One the surprises of the season has been the sudden impact of youngster Barry McNamee in midfield.
The 20 year-old has thrown down the gauntlet to the older, more experienced players in the team and that’s something Deery’s is excited about.
“It’s like yesterday that I was in the same place as where Barry McNamee is now. I was challenging players like Eamon Doherty for a place in the team.
“Barry’s been a breath of fresh air, he’s brought a lot out of myself and it’s been great to see him rewarded with a two year contract - he really deserves it.
“Barry is really nice fella, he’s quiet and keeps himself to himself and he really knows how to play football.
“It’s great to see a younger player keeping the rest of us on our toes because it means that we can’t take anything for granted.”
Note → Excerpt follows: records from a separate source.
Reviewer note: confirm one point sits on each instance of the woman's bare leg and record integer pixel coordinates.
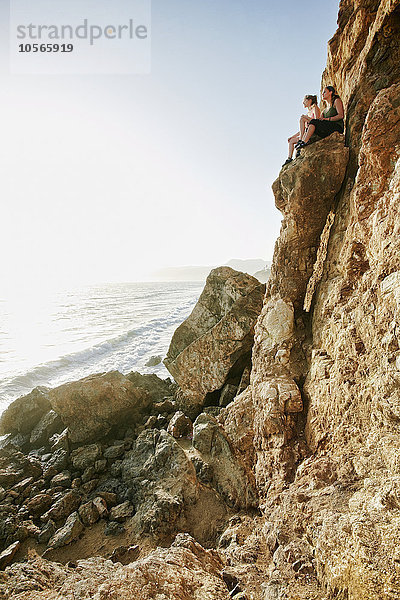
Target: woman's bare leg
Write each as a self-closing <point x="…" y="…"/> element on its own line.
<point x="303" y="123"/>
<point x="292" y="141"/>
<point x="309" y="132"/>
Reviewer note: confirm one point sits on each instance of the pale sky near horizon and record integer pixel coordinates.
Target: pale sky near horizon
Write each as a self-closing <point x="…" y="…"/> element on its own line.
<point x="112" y="177"/>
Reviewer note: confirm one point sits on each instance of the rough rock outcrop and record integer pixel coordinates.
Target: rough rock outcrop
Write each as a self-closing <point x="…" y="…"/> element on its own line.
<point x="305" y="193"/>
<point x="212" y="347"/>
<point x="185" y="571"/>
<point x="25" y="412"/>
<point x="314" y="438"/>
<point x="329" y="473"/>
<point x="91" y="406"/>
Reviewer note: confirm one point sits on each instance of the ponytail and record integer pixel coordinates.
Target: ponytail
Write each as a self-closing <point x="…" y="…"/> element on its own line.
<point x="313" y="99"/>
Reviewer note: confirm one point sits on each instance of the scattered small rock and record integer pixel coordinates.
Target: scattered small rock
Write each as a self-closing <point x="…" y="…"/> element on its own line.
<point x="180" y="425"/>
<point x="114" y="528"/>
<point x="68" y="533"/>
<point x="125" y="554"/>
<point x="122" y="511"/>
<point x="8" y="554"/>
<point x="153" y="361"/>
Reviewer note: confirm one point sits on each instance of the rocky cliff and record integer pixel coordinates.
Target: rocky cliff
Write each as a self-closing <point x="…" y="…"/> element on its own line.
<point x="289" y="490"/>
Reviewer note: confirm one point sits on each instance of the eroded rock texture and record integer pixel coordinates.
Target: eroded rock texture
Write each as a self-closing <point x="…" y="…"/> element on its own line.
<point x="296" y="483"/>
<point x="212" y="347"/>
<point x="325" y="383"/>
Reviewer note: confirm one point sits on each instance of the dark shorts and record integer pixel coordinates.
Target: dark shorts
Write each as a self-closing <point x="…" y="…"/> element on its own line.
<point x="325" y="128"/>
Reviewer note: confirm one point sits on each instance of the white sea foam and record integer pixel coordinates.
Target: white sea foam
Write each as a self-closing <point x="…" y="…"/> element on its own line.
<point x="88" y="331"/>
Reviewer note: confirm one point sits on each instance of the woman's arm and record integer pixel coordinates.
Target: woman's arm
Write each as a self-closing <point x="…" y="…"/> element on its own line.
<point x="338" y="104"/>
<point x="317" y="112"/>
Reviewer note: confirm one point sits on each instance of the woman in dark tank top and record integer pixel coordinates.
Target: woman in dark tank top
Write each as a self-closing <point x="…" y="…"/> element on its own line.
<point x="332" y="118"/>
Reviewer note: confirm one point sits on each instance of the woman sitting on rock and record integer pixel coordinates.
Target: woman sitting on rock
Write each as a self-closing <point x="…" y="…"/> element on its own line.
<point x="332" y="119"/>
<point x="313" y="112"/>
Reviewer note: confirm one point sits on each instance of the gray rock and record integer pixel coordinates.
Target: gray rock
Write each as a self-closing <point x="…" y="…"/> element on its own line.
<point x="153" y="361"/>
<point x="8" y="554"/>
<point x="101" y="506"/>
<point x="92" y="406"/>
<point x="88" y="474"/>
<point x="180" y="425"/>
<point x="115" y="469"/>
<point x="115" y="451"/>
<point x="68" y="533"/>
<point x="25" y="412"/>
<point x="48" y="425"/>
<point x="60" y="441"/>
<point x="47" y="532"/>
<point x="100" y="466"/>
<point x="229" y="474"/>
<point x="39" y="504"/>
<point x="57" y="462"/>
<point x="86" y="456"/>
<point x="125" y="554"/>
<point x="62" y="479"/>
<point x="114" y="528"/>
<point x="89" y="513"/>
<point x="122" y="511"/>
<point x="66" y="505"/>
<point x="156" y="387"/>
<point x="228" y="393"/>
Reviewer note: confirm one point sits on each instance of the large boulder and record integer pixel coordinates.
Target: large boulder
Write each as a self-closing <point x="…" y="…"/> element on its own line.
<point x="91" y="406"/>
<point x="212" y="347"/>
<point x="25" y="412"/>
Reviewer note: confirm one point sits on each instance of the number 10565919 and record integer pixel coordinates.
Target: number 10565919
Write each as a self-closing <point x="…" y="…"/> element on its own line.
<point x="45" y="48"/>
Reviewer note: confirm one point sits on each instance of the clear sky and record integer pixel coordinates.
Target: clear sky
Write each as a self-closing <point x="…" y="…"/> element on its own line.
<point x="111" y="177"/>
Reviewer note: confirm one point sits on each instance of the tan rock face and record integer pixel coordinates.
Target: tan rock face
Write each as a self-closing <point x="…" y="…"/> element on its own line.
<point x="305" y="193"/>
<point x="91" y="406"/>
<point x="213" y="345"/>
<point x="329" y="474"/>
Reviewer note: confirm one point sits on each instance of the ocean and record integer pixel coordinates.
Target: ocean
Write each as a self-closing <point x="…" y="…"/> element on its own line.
<point x="62" y="336"/>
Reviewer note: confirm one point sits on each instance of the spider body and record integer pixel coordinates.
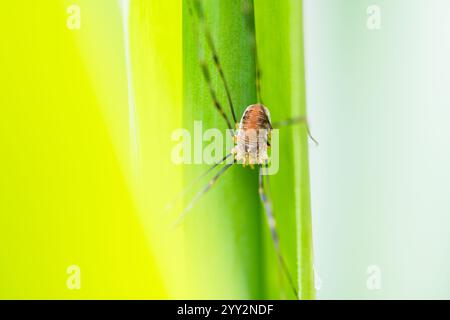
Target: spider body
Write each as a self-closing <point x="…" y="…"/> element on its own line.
<point x="253" y="136"/>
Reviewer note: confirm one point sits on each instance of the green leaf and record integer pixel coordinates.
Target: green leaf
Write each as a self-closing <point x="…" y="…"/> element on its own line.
<point x="228" y="246"/>
<point x="279" y="30"/>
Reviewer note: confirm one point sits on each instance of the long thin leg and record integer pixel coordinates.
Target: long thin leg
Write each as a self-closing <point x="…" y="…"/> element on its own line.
<point x="189" y="187"/>
<point x="214" y="98"/>
<point x="258" y="77"/>
<point x="206" y="74"/>
<point x="201" y="193"/>
<point x="215" y="56"/>
<point x="294" y="121"/>
<point x="273" y="231"/>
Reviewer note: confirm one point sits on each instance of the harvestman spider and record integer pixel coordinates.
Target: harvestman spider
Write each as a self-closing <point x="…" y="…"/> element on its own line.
<point x="251" y="137"/>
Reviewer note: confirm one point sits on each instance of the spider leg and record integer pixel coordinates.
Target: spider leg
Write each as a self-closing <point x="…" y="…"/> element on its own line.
<point x="201" y="193"/>
<point x="273" y="231"/>
<point x="294" y="121"/>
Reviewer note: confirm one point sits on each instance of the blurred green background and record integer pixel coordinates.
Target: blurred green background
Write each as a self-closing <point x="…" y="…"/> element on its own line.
<point x="85" y="125"/>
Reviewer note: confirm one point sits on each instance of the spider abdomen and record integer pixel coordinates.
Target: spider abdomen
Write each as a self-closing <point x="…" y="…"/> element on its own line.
<point x="252" y="137"/>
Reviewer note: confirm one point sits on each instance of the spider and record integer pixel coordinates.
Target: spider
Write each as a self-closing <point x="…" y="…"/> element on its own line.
<point x="251" y="136"/>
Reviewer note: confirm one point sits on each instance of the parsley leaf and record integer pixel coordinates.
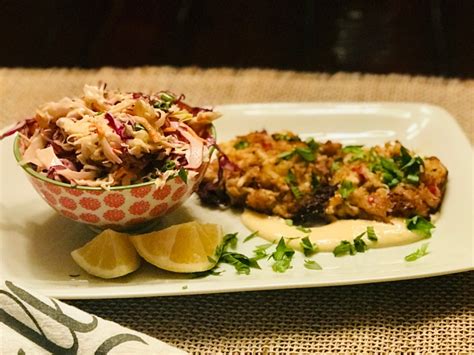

Should Derry win the cup against St. Patrick’s Athletic, Deery, as captain, would lift the trophy. However, during his five month absence he said he considered handing the captaincy back.
“I have never told anyone this but when I was injured I thought about asking if I could hand the captaincy back because I was out injured for so long.
“It would be great to be part of the team that wins the FAI Cup and should it come to it I have no problem in letting a few of the other players lift the trophy before I do.
“Being the captain of Derry City Football Club is a great honour but I would hand it over in the morning if it meant that we were guaranteed to win the cup next month.
“Nothing would make me happier than to help Derry win the FAI Cup for the team, the manager and the city.”